Olga Alexandrovna Slavnikova (О́льга Алекса́ндровна Сла́вникова; born 23 October 1957) is a Russian novelist and literary critic. She was awarded the 2006 Russian Booker Prize for her novel 2017.

==Biography==
Olga Slavnikova was born and grew up in Yekaterinburg. She graduated from the Faculty of Journalism at the Ural State University in 1981. Her first works of fiction were published in the late 1980s. She has lived and worked in Moscow since 2001.

She began publishing novels in the 1990s, several of which won awards, including the Apollon Grigoriev Prize, the Polonsky Prize, and the Bazhov Prize. She was awarded the 2006 Russian Booker Prize for her novel 2017. Her latest novel Light-headed was published in 2010.

She also writes about contemporary literature and serves as director of the Debut Independent Literary Prize, which receives up to 50,000 entries per year. The prize was founded by the private organization Pokolenie to help young Russian authors get their works published in Russia and in translations worldwide.

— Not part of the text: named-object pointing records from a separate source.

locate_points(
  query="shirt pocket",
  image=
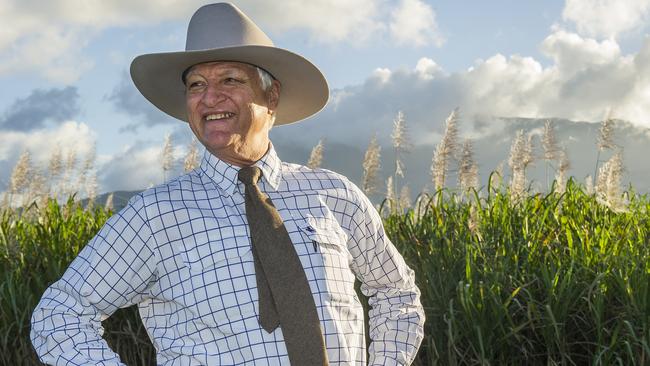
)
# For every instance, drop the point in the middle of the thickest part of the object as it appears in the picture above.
(329, 243)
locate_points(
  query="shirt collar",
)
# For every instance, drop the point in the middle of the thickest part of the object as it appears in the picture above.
(224, 175)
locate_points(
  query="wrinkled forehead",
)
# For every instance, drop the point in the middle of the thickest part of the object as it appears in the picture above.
(208, 66)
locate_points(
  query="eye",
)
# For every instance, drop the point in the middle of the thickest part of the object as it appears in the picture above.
(232, 80)
(195, 85)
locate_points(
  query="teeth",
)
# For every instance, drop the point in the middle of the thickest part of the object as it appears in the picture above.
(211, 117)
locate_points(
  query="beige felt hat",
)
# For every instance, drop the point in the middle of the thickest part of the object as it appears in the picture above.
(222, 32)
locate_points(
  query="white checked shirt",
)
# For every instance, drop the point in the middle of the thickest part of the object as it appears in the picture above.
(182, 252)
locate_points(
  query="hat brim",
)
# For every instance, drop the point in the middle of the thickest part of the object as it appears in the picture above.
(304, 90)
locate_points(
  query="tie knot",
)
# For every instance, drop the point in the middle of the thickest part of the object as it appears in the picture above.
(249, 175)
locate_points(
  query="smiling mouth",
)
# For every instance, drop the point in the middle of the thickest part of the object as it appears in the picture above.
(219, 116)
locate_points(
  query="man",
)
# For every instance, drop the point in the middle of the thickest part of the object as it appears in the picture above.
(246, 260)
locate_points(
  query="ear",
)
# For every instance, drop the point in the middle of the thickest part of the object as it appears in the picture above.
(273, 96)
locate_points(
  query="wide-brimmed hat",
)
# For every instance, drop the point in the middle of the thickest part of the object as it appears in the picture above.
(222, 32)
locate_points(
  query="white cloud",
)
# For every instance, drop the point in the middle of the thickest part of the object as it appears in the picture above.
(133, 168)
(606, 18)
(427, 68)
(584, 79)
(49, 37)
(414, 23)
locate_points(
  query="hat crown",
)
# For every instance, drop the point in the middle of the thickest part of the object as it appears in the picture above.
(223, 25)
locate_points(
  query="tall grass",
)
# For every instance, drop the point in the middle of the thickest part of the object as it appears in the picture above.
(547, 280)
(36, 246)
(557, 279)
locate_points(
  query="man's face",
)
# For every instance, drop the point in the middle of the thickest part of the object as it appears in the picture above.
(229, 112)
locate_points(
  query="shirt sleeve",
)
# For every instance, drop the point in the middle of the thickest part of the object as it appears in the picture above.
(114, 270)
(396, 317)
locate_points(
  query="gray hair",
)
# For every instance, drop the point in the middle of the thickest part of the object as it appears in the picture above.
(266, 80)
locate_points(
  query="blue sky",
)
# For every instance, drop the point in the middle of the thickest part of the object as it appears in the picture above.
(64, 81)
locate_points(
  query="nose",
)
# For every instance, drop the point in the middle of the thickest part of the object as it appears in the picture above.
(212, 95)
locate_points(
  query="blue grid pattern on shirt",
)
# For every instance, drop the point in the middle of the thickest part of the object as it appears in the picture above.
(182, 252)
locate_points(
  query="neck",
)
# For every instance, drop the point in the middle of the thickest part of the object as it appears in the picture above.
(244, 156)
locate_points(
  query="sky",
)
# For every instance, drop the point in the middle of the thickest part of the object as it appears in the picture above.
(506, 65)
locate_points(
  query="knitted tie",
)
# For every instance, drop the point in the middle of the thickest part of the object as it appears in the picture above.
(284, 295)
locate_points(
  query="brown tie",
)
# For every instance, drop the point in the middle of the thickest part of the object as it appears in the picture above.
(284, 295)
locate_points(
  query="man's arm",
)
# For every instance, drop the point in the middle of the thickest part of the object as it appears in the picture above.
(113, 270)
(396, 315)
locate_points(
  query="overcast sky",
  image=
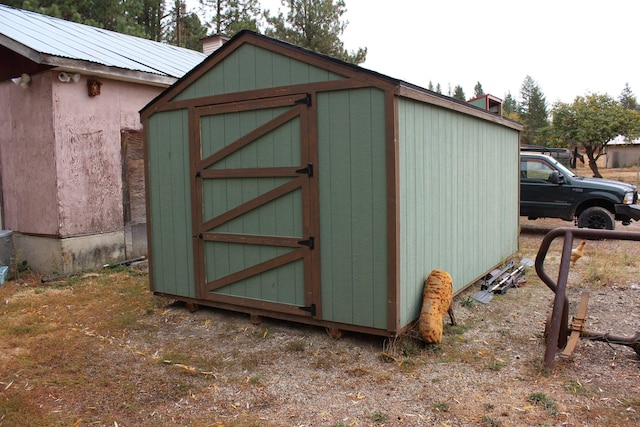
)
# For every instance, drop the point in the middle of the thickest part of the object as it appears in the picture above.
(568, 47)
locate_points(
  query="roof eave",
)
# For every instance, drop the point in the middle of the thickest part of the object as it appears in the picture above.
(87, 67)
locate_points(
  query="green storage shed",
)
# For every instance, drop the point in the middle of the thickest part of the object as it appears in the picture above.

Olga has been the director of the Debut Prize since 2001.

==Works==

| Title | Year | Genre |
|---|---|---|
| The Freshman | 1988 | Novel |
| A Dragonfly Enlarged to the Size of a Dog | 1996 | Novel |
| Alone in the Mirror | 1999 | Novel |
| The Immortal | 2001 | Novel |
| 2017 | 2006 | Novel |
| Love in Carriage Seven | 2009 | Novel |
| Light-headed | 2010 | Novel |

==English translations==
- 2017: A Novel, Overlook, 2010. ISBN 1590203097. Translated by Marian Schwartz.
- Light-headed, Dedalus, 2015. ISBN 9781910213346. Translated by Andrew Bromfield.
- The man who couldn't die : the tale of an authentic human being, Columbia University Press, 2019 (The Russian Library). ISBN 9780231185943. Translated by Marian Schwartz.